(Bloomberg) – Investment funds are exhibiting their most optimistic stance towards European natural gas since the beginning phases of the energy crisis, indicating mounting concerns regarding dwindling supplies despite the arrival of summer. This development was revealed in weekly data released by Intercontinental Exchange Inc., which showed that the net long position in benchmark Dutch gas futures maintained by investment funds increased for the fourth consecutive week, reaching its highest level since February 2022, which coincided with Russia’s attack on Ukraine and a surge in gas prices approaching record levels.
Trading activity in options is also reflecting bullish sentiment, with investors acquiring contracts that stand to benefit from an increase in gas prices and broader market volatility during the current week. This significant wager, which could potentially lead to substantial gains or losses, was recorded on Wednesday afternoon, according to data compiled by Bloomberg.
Market participants seem anxious about potential supply disruptions and geopolitical risks, coupled with heightened competition from Asian importers for liquefied natural gas (LNG) cargoes, as Europe strives to replenish its stockpiles ahead of winter. Moreover, there are uncertainties surrounding remaining Russian flows via Ukraine, while a harsher-than-expected winter is viewed as increasingly probable following two mild winters in succession. While subdued industrial demand and higher renewable power output have managed to keep prices under control, volatility has remained a salient feature of trading since the continent lost the bulk of its pipeline imports from Russia some two years back, with European countries currently depending on a range of global suppliers to meet their needs.

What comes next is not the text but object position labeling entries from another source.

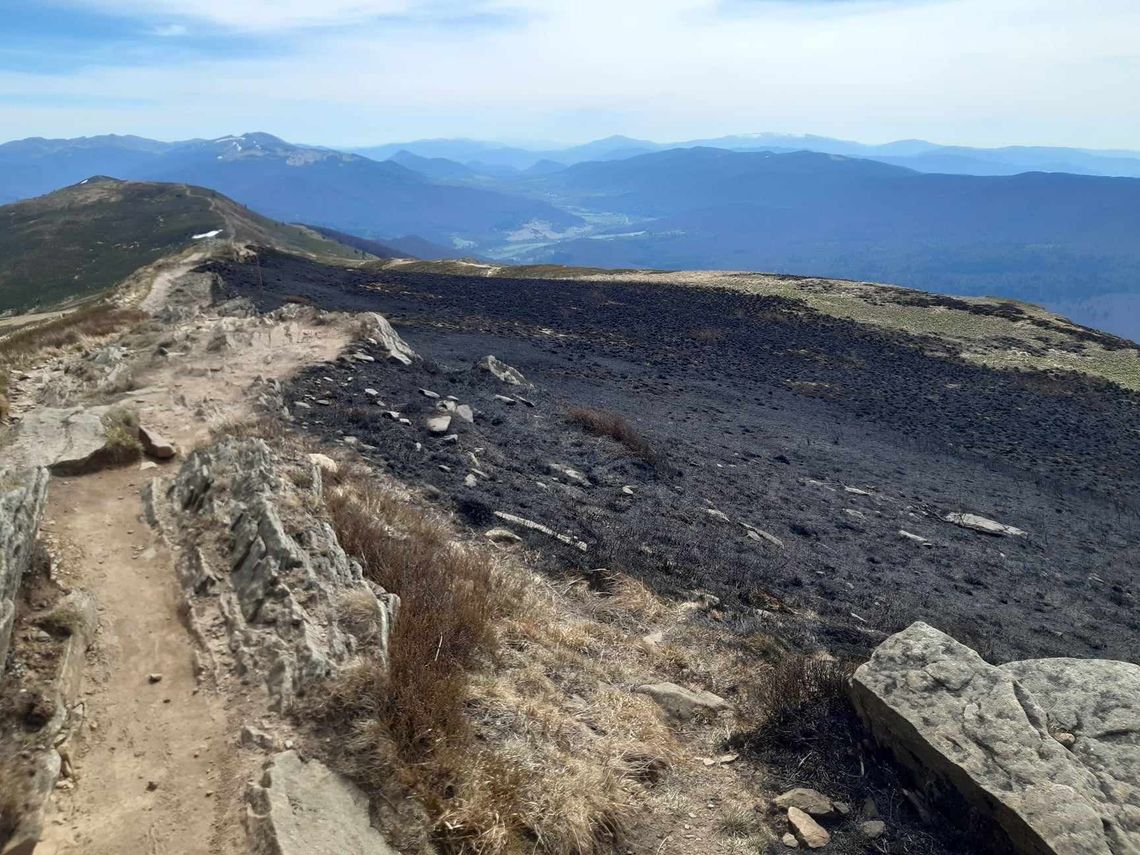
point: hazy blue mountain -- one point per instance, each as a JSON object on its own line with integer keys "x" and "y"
{"x": 914, "y": 154}
{"x": 438, "y": 169}
{"x": 1057, "y": 239}
{"x": 295, "y": 184}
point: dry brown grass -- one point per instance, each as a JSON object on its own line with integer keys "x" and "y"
{"x": 604, "y": 423}
{"x": 91, "y": 322}
{"x": 96, "y": 320}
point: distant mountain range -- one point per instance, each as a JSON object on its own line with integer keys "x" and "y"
{"x": 914, "y": 154}
{"x": 285, "y": 181}
{"x": 1064, "y": 239}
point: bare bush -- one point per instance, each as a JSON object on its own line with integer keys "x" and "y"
{"x": 604, "y": 423}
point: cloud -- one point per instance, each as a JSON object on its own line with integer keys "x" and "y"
{"x": 343, "y": 72}
{"x": 284, "y": 15}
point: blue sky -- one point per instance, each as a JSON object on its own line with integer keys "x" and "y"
{"x": 357, "y": 72}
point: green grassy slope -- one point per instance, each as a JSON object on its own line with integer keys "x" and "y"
{"x": 83, "y": 239}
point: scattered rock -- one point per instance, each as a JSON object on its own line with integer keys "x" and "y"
{"x": 684, "y": 703}
{"x": 23, "y": 493}
{"x": 377, "y": 328}
{"x": 872, "y": 829}
{"x": 807, "y": 831}
{"x": 962, "y": 724}
{"x": 542, "y": 529}
{"x": 986, "y": 527}
{"x": 917, "y": 538}
{"x": 439, "y": 425}
{"x": 502, "y": 536}
{"x": 304, "y": 808}
{"x": 809, "y": 801}
{"x": 502, "y": 371}
{"x": 325, "y": 463}
{"x": 570, "y": 474}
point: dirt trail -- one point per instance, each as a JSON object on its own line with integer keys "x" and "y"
{"x": 157, "y": 764}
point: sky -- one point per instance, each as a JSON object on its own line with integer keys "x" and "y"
{"x": 360, "y": 72}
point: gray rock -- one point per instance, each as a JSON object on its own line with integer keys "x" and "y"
{"x": 872, "y": 829}
{"x": 807, "y": 831}
{"x": 684, "y": 703}
{"x": 986, "y": 527}
{"x": 23, "y": 493}
{"x": 67, "y": 440}
{"x": 502, "y": 371}
{"x": 304, "y": 808}
{"x": 439, "y": 425}
{"x": 811, "y": 801}
{"x": 277, "y": 591}
{"x": 569, "y": 473}
{"x": 522, "y": 522}
{"x": 969, "y": 727}
{"x": 377, "y": 328}
{"x": 155, "y": 445}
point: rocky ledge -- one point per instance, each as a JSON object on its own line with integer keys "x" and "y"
{"x": 263, "y": 571}
{"x": 1047, "y": 751}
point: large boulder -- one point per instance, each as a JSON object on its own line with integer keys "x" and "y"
{"x": 65, "y": 440}
{"x": 304, "y": 808}
{"x": 975, "y": 732}
{"x": 381, "y": 333}
{"x": 257, "y": 559}
{"x": 22, "y": 496}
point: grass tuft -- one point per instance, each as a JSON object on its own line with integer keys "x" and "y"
{"x": 604, "y": 423}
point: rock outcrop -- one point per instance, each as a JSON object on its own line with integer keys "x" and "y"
{"x": 65, "y": 440}
{"x": 301, "y": 807}
{"x": 985, "y": 735}
{"x": 376, "y": 328}
{"x": 502, "y": 372}
{"x": 22, "y": 497}
{"x": 258, "y": 562}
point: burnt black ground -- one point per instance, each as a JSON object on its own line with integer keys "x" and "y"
{"x": 766, "y": 412}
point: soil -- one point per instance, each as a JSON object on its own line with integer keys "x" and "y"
{"x": 766, "y": 412}
{"x": 157, "y": 767}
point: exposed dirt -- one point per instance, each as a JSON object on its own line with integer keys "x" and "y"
{"x": 157, "y": 766}
{"x": 765, "y": 412}
{"x": 157, "y": 771}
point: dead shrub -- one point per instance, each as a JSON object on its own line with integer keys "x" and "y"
{"x": 708, "y": 335}
{"x": 414, "y": 715}
{"x": 91, "y": 322}
{"x": 604, "y": 423}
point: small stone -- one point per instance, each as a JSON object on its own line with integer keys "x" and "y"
{"x": 502, "y": 536}
{"x": 807, "y": 831}
{"x": 811, "y": 801}
{"x": 872, "y": 829}
{"x": 155, "y": 445}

The aforementioned trade entailed purchasing over 17,000 €40 call options for October, which represents the start of the heating season in Europe, whilst simultaneously disposing of an equal number of €25 put options and roughly half as many futures in order to offset potential losses.
This deal can be interpreted as a speculative bet on a price hike in natural gas during the upcoming winter, which should subsequently elevate implied volatility. The trade was deemed noteworthy due to its size relative to Europe’s options market and emerged on the heels of a similar transaction involving more than 100,000 call options transacted on Intercontinental Exchange Inc. On Tuesday, representing the highest volume witnessed in this segment since at least 2020, as per Bloomberg data. In the previous week, the largest increases in open interest were seen in call options linked to maturity dates between October 2025 and March 2026, particularly those valued at €50.
This report was generated using automation technology.